Before being able to draw, you have to create a "pipeline object" that holds all the state of the pipeline (list of shaders, blend function, etc.). It has been hinted that some parts are dynamic and some parts static, although it's a big unclear.
There are five type of objects in Mantle that are "dynamic states": the rasterizer, the viewport/scissor, the blender, the depth-stencil, and the multisampling states. One instance of each of these object types must be binded by command buffers before drawing.
This poses a big challenge because the user manually chooses the layout in their shader, and manually chooses the bind points and the layout of their buffers, and then the two have to match. In glium for example, this is checked at runtime. But ideally it should be checked at compile-time.
What is sure is that this library will provide an unsafe API that maps exactly to the Vulkan API. The user has to manually make sure that the layouts do match, hence the unsafety.

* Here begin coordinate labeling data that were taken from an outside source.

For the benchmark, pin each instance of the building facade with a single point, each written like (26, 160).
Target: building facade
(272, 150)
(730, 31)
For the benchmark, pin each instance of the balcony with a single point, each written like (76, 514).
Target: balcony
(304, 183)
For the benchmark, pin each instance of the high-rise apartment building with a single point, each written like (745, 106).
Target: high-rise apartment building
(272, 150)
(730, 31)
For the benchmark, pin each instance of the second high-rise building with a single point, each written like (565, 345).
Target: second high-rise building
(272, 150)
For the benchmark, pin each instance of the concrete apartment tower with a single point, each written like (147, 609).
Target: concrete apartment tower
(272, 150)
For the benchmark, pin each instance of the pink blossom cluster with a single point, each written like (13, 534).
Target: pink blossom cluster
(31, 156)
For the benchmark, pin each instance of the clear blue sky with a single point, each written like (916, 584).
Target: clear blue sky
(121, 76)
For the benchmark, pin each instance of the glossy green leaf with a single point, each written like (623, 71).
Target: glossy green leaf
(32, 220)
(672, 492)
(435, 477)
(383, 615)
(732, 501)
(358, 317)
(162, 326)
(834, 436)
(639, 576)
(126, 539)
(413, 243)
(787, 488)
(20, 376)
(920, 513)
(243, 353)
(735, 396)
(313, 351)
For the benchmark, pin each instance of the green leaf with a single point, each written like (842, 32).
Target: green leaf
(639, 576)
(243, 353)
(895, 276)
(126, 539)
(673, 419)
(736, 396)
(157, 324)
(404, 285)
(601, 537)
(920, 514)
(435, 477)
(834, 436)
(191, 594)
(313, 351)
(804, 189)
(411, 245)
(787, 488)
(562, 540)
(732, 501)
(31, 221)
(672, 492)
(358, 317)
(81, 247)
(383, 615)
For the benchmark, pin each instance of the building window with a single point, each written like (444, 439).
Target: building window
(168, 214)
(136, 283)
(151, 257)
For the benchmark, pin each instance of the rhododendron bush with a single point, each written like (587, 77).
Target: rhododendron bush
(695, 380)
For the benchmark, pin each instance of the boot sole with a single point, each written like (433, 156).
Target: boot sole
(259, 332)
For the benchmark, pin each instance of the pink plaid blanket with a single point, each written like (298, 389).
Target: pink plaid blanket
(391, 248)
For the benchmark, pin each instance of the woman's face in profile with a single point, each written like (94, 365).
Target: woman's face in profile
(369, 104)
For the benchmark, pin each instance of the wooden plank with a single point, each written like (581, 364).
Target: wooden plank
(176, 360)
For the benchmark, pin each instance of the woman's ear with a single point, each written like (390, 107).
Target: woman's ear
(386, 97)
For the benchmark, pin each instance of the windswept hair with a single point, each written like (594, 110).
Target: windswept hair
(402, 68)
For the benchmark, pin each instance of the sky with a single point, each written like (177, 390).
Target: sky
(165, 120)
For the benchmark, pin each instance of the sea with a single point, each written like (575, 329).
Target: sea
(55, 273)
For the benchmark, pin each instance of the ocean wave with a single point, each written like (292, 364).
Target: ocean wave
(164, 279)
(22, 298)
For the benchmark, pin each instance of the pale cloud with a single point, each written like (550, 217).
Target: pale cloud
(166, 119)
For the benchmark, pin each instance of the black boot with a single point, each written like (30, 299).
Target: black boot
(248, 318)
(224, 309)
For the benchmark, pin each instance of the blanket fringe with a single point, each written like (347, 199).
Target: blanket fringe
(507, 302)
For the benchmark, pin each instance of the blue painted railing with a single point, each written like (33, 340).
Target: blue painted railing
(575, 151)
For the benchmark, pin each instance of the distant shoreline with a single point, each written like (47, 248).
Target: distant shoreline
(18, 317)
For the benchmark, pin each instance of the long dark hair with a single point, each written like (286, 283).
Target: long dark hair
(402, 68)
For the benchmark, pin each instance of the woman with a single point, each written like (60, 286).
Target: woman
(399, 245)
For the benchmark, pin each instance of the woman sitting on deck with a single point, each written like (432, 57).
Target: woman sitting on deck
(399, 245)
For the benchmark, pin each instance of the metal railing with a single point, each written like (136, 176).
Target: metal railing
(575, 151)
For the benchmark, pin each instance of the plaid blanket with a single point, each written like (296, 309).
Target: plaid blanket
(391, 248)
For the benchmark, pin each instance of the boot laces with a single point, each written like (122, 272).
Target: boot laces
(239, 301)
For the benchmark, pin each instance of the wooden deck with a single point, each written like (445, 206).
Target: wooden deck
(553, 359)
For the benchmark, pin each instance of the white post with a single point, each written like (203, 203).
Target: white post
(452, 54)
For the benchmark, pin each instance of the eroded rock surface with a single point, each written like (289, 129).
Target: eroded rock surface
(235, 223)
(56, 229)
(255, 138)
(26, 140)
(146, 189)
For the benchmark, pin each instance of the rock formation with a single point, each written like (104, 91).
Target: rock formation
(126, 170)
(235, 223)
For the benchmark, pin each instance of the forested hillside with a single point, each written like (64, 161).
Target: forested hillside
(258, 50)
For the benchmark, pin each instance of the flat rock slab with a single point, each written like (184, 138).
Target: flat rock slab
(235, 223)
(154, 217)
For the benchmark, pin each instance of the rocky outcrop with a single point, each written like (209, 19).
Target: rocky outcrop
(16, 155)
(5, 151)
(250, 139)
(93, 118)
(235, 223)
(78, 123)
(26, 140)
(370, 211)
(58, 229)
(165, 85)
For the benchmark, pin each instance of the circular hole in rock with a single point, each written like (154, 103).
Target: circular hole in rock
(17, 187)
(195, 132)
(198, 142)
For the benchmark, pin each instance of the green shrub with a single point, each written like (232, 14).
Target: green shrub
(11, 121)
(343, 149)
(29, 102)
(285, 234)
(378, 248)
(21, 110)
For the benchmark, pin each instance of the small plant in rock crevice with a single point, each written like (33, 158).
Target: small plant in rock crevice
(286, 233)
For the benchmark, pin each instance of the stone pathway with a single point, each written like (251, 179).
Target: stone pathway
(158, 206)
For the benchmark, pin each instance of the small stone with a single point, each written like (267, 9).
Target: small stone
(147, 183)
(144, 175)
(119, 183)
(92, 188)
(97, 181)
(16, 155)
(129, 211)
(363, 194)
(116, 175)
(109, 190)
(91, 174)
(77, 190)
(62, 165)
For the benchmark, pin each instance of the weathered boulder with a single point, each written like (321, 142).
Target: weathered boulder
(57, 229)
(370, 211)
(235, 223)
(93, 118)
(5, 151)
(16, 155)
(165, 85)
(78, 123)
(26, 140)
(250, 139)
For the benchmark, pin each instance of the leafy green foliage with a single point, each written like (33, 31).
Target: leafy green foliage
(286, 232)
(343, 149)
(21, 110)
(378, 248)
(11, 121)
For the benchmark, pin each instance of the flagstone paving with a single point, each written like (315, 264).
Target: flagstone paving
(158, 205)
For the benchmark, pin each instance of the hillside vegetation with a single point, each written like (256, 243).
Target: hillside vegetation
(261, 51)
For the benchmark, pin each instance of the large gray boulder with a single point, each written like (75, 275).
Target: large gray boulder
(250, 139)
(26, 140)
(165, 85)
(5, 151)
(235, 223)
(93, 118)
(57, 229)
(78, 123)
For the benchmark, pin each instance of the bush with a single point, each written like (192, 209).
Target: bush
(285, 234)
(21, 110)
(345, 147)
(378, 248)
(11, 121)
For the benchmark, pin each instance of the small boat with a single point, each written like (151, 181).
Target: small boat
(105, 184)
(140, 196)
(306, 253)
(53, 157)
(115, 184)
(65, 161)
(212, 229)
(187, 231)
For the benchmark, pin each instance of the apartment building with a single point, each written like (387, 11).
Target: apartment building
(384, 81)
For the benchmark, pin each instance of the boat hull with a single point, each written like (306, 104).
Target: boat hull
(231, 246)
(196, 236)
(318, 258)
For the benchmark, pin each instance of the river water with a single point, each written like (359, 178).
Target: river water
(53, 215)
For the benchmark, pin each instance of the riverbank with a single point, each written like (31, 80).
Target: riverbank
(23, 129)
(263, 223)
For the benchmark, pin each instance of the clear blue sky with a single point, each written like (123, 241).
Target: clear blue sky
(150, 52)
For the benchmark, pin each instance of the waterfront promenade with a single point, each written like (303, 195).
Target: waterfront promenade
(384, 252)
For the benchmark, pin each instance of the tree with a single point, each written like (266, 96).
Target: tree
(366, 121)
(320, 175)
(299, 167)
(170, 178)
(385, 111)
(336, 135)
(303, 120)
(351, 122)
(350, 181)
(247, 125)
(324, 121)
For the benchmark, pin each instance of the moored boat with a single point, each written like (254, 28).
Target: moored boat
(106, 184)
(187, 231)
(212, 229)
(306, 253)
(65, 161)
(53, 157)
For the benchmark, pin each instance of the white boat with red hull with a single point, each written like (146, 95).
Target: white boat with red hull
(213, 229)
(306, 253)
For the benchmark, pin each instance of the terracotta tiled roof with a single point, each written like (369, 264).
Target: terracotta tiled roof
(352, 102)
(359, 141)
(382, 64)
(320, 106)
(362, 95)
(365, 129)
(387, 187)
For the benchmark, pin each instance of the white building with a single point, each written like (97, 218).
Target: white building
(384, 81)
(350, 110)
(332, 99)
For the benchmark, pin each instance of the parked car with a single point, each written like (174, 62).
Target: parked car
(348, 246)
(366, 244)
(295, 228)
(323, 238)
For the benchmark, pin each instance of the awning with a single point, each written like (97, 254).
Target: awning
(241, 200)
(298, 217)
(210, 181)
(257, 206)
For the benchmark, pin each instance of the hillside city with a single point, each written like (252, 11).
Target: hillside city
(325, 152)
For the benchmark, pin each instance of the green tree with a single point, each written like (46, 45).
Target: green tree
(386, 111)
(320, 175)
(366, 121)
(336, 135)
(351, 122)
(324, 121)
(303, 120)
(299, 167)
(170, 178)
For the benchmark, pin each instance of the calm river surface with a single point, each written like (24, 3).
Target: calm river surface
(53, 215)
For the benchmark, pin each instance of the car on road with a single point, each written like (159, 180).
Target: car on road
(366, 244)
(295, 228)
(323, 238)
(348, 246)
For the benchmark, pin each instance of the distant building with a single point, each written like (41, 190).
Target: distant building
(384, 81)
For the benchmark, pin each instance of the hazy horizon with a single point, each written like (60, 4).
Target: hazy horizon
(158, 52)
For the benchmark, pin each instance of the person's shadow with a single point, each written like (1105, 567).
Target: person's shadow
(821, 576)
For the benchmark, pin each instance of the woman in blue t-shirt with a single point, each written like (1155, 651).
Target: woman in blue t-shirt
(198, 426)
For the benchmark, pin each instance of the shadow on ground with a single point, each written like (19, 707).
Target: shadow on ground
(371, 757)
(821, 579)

The library may also provide a safe API thanks to plugins, although it's still very blurry.
Context losses will probably be similar to OpenGL, where commands can trigger errors. When a context loss occurs, the user has to destroy the context and reupload everything.
The design of glium is the following: only functions and methods that return actual data to the user can return a "context lost" error through a Result (for example reading from a buffer). Submitting a draw command, copying data between buffers, uploading data, etc. never trigger this error.
It is unclear whether context losses should result in panics or in regular errors. If more commands than in OpenGL can fail because of a context loss (for example mapping a buffer), then it may be too annoying to handle with regular results compared to OpenGL.